Die Eröffnung des elektronischen Rechtsverkehrs erfolgt für das Verwaltungsverfahren nicht einheitlich durch Gesetz, sondern in Form der – ausdrücklichen oder konkludenten – Widmung eines elektronischen Postfachs durch die Behörde. Die Kommunikationswege sind nicht durch einen gesetzlichen Katalog beschränkt – in Betracht kommt daher insbesondere auch der elektronische Rechtsverkehr per E-Mail, theoretische sogar über Messenger-Dienste sozialer Medien.

Anders als die Justizkommunikation kennt das Verwaltungsverfahren aber nicht die privilegierten sicheren Übermittlungswege. Deshalb müssen gem. § 3a Abs. 2 VwVfG oder § 36a Abs. 2 SGB I formbedürftige Schriftsätze an Behörden – bspw. die Einlegung eines Widerspruchs – auch dann mit einer qualifizierten elektronischen Signatur versehen werden, wenn das beA genutzt wird. Gleiches gilt auf dem Rückweg für die Behörde – bspw. für den elektronischen Widerspruchsbescheid, Zusicherungen oder den Abschluss öffentlich-rechtlicher Verträge.

Fazit zu „eJustice“:

„eJustice“ bedeutet – im Idealfall – ein vollständiges organisatorisches Umdenken an den juristischen Arbeitsplätzen. Prozessuale Rechtsfragen müssen neu gedacht werden. Die Justizkommunikation wechselt nicht nur das Medium, sondern den Blickwinkel. Sie kommt in der Gegenwart an und wird fit für die Zukunft. Selbst die Abschaltung des Telefaxes in deutschen Amtsstuben wird bereits geplant – ein aus Sicht des 20. Jahrhunderts fast blasphemischer Gedanke.

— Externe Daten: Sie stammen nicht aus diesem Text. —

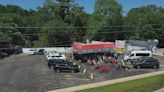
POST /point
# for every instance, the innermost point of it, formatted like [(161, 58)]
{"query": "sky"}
[(87, 4)]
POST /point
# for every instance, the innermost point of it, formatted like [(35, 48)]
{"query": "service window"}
[(131, 55), (142, 54)]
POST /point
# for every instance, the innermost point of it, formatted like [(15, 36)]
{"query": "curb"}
[(160, 90), (109, 82)]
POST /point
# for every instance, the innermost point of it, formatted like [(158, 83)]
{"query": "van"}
[(137, 54)]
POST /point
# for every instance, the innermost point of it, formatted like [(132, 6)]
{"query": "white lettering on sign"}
[(119, 44)]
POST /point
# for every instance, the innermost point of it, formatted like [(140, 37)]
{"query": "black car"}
[(41, 52), (2, 54), (65, 67), (53, 62), (147, 63)]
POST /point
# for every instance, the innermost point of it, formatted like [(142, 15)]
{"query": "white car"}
[(56, 56), (137, 54), (32, 52)]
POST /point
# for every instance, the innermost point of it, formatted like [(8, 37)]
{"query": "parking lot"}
[(24, 73)]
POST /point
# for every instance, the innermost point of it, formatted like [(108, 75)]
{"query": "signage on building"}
[(120, 44)]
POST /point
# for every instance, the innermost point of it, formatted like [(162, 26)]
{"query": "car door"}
[(149, 63), (144, 63), (63, 67)]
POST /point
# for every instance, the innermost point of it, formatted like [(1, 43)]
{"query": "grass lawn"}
[(149, 84)]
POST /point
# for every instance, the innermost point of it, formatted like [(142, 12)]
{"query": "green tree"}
[(145, 22), (107, 13)]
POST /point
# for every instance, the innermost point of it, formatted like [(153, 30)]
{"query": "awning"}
[(82, 47)]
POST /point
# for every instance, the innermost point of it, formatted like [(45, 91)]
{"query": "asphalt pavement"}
[(31, 74)]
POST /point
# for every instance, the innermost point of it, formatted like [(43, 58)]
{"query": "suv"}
[(147, 63), (65, 67), (53, 62), (41, 52)]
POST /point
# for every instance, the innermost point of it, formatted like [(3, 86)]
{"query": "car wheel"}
[(138, 67), (128, 60), (57, 71), (72, 71), (155, 67)]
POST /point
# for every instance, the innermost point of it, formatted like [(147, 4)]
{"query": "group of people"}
[(97, 59)]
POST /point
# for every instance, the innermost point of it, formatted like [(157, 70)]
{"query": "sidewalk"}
[(160, 90), (109, 82)]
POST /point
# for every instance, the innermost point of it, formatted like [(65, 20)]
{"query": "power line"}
[(100, 32), (78, 27)]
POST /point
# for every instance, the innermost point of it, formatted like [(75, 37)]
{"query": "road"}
[(31, 74)]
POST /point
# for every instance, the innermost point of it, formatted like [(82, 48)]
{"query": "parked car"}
[(2, 54), (65, 67), (32, 52), (53, 62), (41, 52), (56, 56), (137, 54), (147, 63)]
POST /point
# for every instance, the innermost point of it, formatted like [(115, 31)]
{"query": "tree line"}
[(61, 22)]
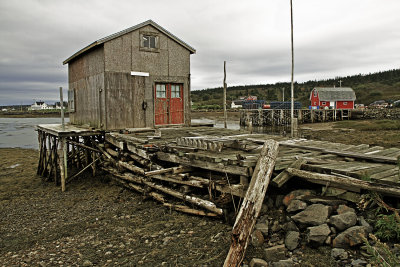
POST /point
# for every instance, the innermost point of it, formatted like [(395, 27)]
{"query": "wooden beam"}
[(219, 167), (284, 176), (357, 155), (392, 190), (252, 203), (132, 168), (205, 204)]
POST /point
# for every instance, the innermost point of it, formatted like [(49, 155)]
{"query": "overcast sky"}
[(331, 38)]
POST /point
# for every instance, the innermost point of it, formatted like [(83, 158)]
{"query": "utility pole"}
[(291, 85), (225, 114)]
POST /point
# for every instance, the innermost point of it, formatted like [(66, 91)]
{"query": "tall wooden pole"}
[(62, 109), (291, 85), (224, 103), (64, 146)]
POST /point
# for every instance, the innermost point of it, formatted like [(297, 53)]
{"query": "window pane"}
[(160, 90), (152, 41), (175, 91), (146, 41)]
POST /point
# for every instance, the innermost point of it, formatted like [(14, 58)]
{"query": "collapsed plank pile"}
[(212, 172)]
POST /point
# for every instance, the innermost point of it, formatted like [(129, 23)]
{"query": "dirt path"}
[(95, 222)]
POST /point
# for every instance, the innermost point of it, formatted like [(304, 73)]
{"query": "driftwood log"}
[(252, 203), (285, 176), (391, 190), (205, 204)]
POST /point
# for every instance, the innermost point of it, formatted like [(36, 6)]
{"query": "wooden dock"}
[(208, 169), (281, 117)]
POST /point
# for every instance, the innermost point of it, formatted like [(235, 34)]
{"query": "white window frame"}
[(149, 42), (71, 100), (159, 92), (175, 91)]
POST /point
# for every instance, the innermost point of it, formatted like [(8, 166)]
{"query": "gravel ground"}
[(95, 223)]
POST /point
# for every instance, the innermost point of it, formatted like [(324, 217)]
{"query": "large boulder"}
[(318, 234), (292, 239), (351, 237), (339, 254), (275, 253), (283, 263), (315, 214), (257, 238), (296, 205), (296, 193), (343, 209), (255, 262), (263, 227), (344, 220)]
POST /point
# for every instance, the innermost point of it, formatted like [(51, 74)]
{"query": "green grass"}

Fatal wäre es nun, rechtliche oder tatsächliche Probleme des elektronischen Rechtsverkehrs oder elektronischer Akten anhand rechtlicher Maßstäbe oder organisatorischer Muster des vergangenen Jahrhunderts zu prüfen. Wünschenswert ist deshalb, dass zukünftige Bewerber um das Richteramt ein grundlegendes technisches Verständnis aufweisen können. Entsprechend neue Studieninhalte sind daher verpflichtend, nicht nur in Schwerpunktbereichen des Studiums erforderlich. Nicht notwendig sind aber sicher auch weiterhin der Erwerb einer technischen Qualifikation oder gar, dass Informatikbasiswissen Pflichtstoff im Jurastudium wird. Jedenfalls im Sinne neuer, ausgebauter Schwerpunktbereiche ist aber selbst dies nicht abwegig, dürfte hier doch nicht nur ein Zukunftsmarkt liegen, sondern in einigen juristischen Betätigungsfelder bereits die Gegenwart.

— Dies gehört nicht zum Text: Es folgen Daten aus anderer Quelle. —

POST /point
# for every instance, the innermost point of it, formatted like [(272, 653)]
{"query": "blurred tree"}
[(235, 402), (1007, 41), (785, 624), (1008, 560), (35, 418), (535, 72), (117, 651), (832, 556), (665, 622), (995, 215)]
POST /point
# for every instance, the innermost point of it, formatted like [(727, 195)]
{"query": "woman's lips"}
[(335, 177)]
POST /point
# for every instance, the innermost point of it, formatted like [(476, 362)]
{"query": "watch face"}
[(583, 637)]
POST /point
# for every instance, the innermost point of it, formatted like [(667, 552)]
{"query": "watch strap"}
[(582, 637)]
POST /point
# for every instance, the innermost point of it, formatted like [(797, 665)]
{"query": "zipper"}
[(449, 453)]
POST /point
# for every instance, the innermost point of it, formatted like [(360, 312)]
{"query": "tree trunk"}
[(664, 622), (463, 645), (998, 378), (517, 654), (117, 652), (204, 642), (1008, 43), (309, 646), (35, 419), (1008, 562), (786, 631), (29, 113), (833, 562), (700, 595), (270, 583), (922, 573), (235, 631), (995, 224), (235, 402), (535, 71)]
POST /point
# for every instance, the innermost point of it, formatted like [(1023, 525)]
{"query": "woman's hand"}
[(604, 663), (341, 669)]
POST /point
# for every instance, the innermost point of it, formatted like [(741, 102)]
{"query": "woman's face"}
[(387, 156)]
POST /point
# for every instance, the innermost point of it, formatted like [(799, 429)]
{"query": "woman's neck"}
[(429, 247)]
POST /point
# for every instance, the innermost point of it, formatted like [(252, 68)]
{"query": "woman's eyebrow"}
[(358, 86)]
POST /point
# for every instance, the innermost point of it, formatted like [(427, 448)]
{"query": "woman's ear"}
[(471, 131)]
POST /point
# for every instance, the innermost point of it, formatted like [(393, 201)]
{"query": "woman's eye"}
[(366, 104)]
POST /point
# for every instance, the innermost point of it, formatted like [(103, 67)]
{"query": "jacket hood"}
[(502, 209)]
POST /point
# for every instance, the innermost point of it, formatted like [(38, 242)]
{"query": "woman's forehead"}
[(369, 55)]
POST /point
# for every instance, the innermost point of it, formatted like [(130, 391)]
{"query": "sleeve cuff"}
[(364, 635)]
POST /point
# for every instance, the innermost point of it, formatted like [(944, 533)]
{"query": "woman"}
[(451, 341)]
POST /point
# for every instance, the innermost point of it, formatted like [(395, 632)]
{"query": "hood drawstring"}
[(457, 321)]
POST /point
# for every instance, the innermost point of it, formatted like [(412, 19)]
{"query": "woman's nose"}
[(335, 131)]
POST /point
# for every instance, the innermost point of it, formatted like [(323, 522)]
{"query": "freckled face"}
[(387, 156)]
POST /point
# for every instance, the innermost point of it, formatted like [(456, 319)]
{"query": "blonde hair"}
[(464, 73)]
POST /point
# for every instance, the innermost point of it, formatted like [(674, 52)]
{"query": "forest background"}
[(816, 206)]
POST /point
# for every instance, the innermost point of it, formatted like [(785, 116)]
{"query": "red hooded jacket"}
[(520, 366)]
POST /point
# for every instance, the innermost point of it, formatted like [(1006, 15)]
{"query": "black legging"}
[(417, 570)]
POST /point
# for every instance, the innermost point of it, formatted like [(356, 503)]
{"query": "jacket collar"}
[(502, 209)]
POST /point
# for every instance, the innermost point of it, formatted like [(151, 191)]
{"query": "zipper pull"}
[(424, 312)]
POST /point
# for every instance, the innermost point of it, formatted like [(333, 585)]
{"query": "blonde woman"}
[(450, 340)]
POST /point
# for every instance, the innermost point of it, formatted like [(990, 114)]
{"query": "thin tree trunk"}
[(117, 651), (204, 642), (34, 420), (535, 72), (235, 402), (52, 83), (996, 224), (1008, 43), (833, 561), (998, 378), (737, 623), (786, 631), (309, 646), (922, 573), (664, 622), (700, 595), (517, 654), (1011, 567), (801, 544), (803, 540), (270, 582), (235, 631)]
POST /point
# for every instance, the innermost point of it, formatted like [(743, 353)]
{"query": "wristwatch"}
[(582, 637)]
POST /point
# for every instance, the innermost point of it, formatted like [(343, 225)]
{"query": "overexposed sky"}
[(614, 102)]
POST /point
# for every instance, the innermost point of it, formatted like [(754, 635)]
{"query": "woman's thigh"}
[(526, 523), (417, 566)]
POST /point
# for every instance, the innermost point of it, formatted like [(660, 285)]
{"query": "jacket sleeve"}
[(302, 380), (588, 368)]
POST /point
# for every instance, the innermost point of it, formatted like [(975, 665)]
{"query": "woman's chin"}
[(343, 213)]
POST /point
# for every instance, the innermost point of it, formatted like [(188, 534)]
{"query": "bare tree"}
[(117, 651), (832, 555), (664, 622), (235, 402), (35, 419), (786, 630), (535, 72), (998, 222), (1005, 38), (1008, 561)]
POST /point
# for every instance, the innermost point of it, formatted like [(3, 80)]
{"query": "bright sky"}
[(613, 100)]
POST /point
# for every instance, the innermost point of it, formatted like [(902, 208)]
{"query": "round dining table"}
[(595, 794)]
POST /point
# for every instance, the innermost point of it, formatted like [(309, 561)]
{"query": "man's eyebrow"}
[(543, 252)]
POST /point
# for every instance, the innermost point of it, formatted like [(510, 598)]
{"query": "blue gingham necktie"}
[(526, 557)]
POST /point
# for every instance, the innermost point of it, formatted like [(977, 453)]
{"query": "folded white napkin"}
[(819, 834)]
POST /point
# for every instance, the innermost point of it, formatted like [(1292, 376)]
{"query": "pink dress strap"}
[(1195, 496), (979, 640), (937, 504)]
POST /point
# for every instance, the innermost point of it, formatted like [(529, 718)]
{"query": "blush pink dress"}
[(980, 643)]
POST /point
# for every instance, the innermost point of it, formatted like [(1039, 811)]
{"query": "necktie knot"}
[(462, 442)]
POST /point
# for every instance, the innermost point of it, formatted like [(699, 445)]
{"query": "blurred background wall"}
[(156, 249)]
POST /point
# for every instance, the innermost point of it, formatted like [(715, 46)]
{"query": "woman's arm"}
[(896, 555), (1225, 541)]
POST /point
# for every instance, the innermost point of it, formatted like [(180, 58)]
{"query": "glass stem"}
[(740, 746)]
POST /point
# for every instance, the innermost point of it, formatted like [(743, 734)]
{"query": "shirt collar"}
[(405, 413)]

Nüchtern betrachtet, lassen sich aber die wenigen technischen Grundlagen gerade des elektronischen Rechtsverkehrs schnell vermitteln und leicht erlernen. Für jede Juristin und jeden Juristen sollte es selbstverständlich sein, sich auch diesen Aspekt seiner Tätigkeit zu erschließen, um nicht planlos Umwege zu suchen, die es erlauben, eine Beschäftigung mit den neuen Formvorschriften entbehrlich zu machen. Es ist ja gerade eine Fähigkeit der Juristinnen und Juristen, sich auch mit tatsächlichen Begebenheiten zu beschäftigen, deren vertieftes Verständnis anderen Wissenschaften vorbehalten ist.